Our Work Culture

Quality. Automation. Frugality

We are pub­lish­ers and soft­ware de­velopers. Our three core at­trib­utes are qual­ity (we al­ways pur­sue the very best con­tent and design), auto­ma­tion (we de­vel­op and use soft­ware every­where we can) and frugal­ity (we strive to be ef­fi­cient and get more from less).

build trust

Our “rule of en­gage­ment”: when in doubt about what to do, choose the path that builds the most trust — the trust of our cli­ents, the trust of our au­thors, the trust of our col­leagues. You can­not (and of­ten should not) please every­body, but you can main­tain or in­crease trust.

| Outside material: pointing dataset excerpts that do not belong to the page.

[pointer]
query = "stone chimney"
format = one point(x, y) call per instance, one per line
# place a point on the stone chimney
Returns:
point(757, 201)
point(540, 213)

aim high, but stay focused

We dream, but we have the strength to say “no” to most good ideas — we pick our fights, we build on our core strengths, and we stay fo­cused on our mis­sion. There are too many good ideas, but only a very few can be ex­ecuted well at a time. We pick the one idea that’s likely to have the most ef­fect, and fo­cus our re­sources on it.

make it better

We want our work to be mean­ing­ful and make us proud. We are renowned for qual­ity. We strive to leave things bet­ter than we found them. Our at­ti­tude is, if we see a piece of pa­per loose on the floor, we pick it up. We take pride even in the hid­den parts that no-one out­side would see.

adapt, fast

We are flex­ible and nimble; we spin on a dime and ad­just to new situ­ations. Jobs can change at any time: you were hired yes­ter­day to do one thing, but may be needed to­mor­row to do an­oth­er. We be­lieve one’s most im­port­ant skill is the abil­ity to learn new things. We aim to stay curi­ous, stay hungry, learn new things and get bet­ter at them. Stag­na­tion is the be­gin­ning of de­cay.

discuss and dispute

If we all agree on something without de­bate, it may be that we’re not wrong, but it’s al­most cer­tain that we haven’t thought things through. Every­one should ask, “why?”, “how much time should I spend?”, “what should I not do in­stead?”, “what gets pushed to the back­burn­er?”, “are you sure it’s worth it?” Every­one should un­der­stand why they’re do­ing something and how their work fits in with every­one else’s.

no paralysis by committee

Mak­ing a good de­cision fast is bet­ter than mak­ing the best de­cision too late. Also, we know that pleas­ing every­one ends up serving no-one well. On each task there is one per­son on point, who so­li­cits in­put and wel­comes de­bate, but ul­ti­mately makes the call, owns the de­cision, drives the ex­e­cu­tion, and takes re­spons­ib­il­ity.